Para reforçar a Política Nacional de Prevenção da Automutilação e do Suicídio, o deputado estadual Marçal Filho (PSDB) apresentou nesta terça-feira (03) na Assembleia Legislativa de Mato Grosso do Sul, Projeto de Lei sobre a obrigatoriedade dos estabelecimentos de ensino e de saúde notificarem às autoridades públicas competentes sobre a prática de violência autoprovocada, automutilação e tentativa de suicídio. O Estado é o terceiro no ranking nacional em casos de suicídio.

Na quinta e sexta-feira da semana passada, o deputado participou de seminário na Assembleia Legislativa de Santa Catarina (Alesc), que promoveu um amplo debate sobre o assunto e contou com a presença da Ministra da Mulher, da Família e dos Direitos Humanos, Damares Alves. Nesta terça, Marçal Filho partilhou informações do evento com os demais deputados e apresentou dados alarmantes de que a cada 45 minutos uma pessoa comete suicídio no Brasil e o público que mais tira a própria vida são jovens entre 15 a 29 anos.

Ainda não há estimativas sobre os riscos provocados por essas violências, mas a partir de dados computados, o Governo Federal tem procurado mapear a situação atual do problema e, em conjunto com os Ministérios da Educação e da Saúde, organizar ações e políticas públicas voltadas à prevenção. Nesse sentido, o projeto apresentado por Marçal Filho tem como objetivo obrigar os estabelecimentos de ensino e de saúde, sejam públicos ou privados, no dever de notificar as autoridades públicas competentes os casos suspeitos ou confirmados de violência autoprovocada, o ato de automutilação, com ou sem ideação suicida, e a tentativa de suicídio, a que tomem conhecimento.

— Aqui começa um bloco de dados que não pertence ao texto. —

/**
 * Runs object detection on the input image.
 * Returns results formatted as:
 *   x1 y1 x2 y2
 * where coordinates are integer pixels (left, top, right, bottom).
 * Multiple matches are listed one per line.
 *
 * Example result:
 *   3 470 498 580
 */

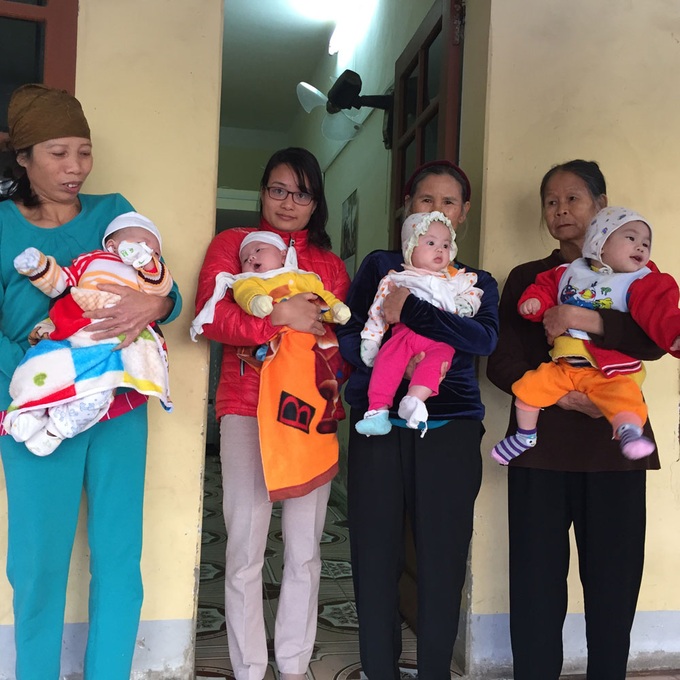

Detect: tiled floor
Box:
196 454 680 680
196 455 438 680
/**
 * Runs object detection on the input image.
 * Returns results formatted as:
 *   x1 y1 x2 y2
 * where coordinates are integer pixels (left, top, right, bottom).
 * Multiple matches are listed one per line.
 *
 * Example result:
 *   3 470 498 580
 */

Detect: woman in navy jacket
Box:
337 161 498 680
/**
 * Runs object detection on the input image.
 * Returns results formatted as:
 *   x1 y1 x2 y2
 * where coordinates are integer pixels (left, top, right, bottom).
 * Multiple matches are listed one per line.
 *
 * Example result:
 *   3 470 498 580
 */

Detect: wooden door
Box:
391 0 465 248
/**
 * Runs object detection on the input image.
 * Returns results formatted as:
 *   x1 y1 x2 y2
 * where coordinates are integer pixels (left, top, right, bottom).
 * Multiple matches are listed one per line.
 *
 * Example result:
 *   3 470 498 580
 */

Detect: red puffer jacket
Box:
196 220 349 418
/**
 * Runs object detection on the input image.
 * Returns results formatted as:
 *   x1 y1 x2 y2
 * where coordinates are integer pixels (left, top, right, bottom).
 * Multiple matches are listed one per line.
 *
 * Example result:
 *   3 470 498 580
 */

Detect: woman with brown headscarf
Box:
0 85 181 680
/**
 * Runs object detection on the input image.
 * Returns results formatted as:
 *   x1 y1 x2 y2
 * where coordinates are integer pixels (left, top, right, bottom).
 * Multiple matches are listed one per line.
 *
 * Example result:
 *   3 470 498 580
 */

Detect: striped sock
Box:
491 427 536 465
616 423 656 460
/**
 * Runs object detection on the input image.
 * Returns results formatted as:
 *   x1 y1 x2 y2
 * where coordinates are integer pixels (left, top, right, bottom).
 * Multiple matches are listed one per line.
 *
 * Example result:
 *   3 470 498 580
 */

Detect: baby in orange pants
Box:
491 207 680 465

Conforme o Projeto de Lei, as notificações devem ser feitas de forma sigilosa e no caso dos estabelecimentos de saúde, como hospitais públicos e privados, a notificação deverá ser realizada às autoridades sanitárias. Já as escolas deverão enviar registros aos conselhos tutelares.

Coordenador da Frente Parlamentar em Defesa da Saúde Mental e Combate à Depressão e ao Suicídio, lançada recentemente na Assembleia, Marçal Filho diz que é necessário cada vez mais ampliar as redes de atendimento de problemas relacionados à saúde mental, que tem crescido a cada ano. “É preciso que se tenha a conscientização de que o atendimento psicológico ou psiquiátrico não é um luxo, muito menos frescura”, diz o deputado.

Marçal Filho também tem defendido a presença de psicólogos e de assistentes sociais nas escolas. Ele já promoveu audiência pública na Assembleia com a presença de profissionais sobre o assunto e diz que continuará com ações que possam sensibilizar o poder público e privado a investir cada vez mais em ações que promovam a saúde mental.